In addition, Juncker unveiled the European Electronic Communications Code, including “forward-looking and simplified” rules intended to make it more attractive for firms to invest in infrastructure, both locally and across national markets.
Ahead of the 2025 target, each EU member state must offer commercial 5G in at least one major city by 2020.
The EC’s connectivity targets are likely to require €500 billion of investment over the coming decade, largely coming from private firms. However, under current estimates, there is likely to be a shortfall of €155 billion.
To make up the shortfall, the Commission is proposing to modernise current telecoms regulation.
The new code involves “substantially” reducing regulation where rival operators jointly invest in high-speed networks, so easing the way for smaller players to be part of larger projects. Also, the intention is to make it more attractive for first movers to invest in less profitable areas, for instance in rural locations.

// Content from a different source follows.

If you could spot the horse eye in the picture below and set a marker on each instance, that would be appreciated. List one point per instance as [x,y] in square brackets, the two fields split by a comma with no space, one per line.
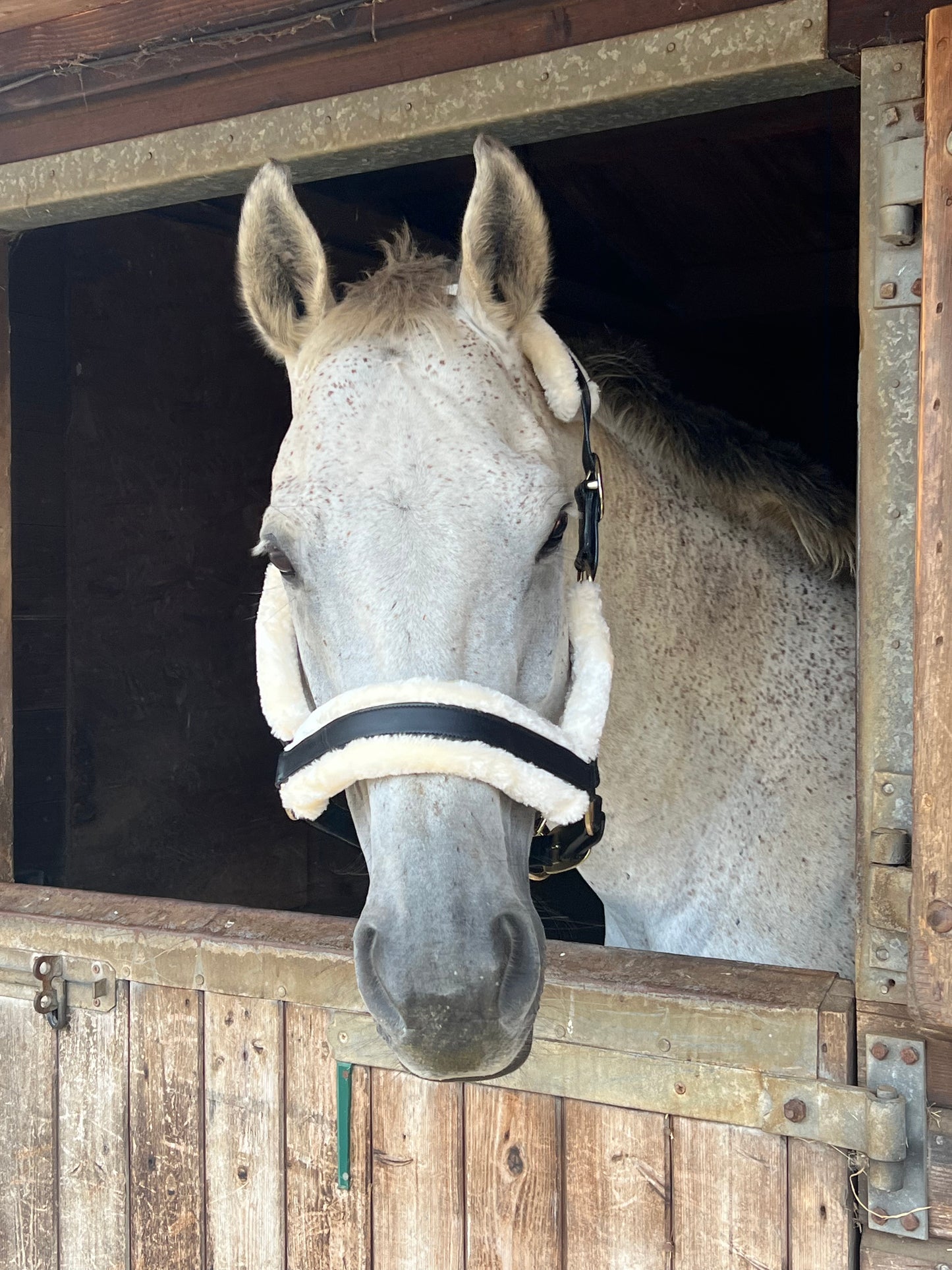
[555,538]
[281,563]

And the code proposes long duration spectrum licences, allied with stricter requirement to use frequencies efficiently.
There are also stronger consumer protection measures, and the extension of rules on security to newer internet players, which have previously only applied to traditional operators. Inclusion of the latter provision has been mooted in recent days.
Juncker also referenced WiFi4EU, an initiative aiming at helping more EU communities offer free Wi-Fi access points. The EC would like to see every local authority offering Wi-Fi in and around public buildings, health centres, parks and squares. The public voucher scheme has an initial budget of €120 million.
In addition to the 2015 target for 5G, Juncker mentioned two other connectivity targets: All schools, universities, research centres, transport hubs, as well as providers of public services, should have access to speeds of 1 Gb/s, download and upload, by 2025. And all European households, both urban and rural, should have access to download speeds of at least 100 Mb/s by the same date.
The EC’s proposal was commended by the GSMA with Mats Granryd, director general, commenting: “The Commission has recognised the need to incentivise a step change in infrastructure investment in order to fulfil the potential of the Digital Single Market.”
“Its spectrum policy reform proposals, for example, will help provide the consistency needed to underpin investor confidence.”
“The Commission has also taken steps to reduce some aspects of sector-specific service regulation that are no longer relevant or appropriate in today’s dynamic and converging communications service market,” he added.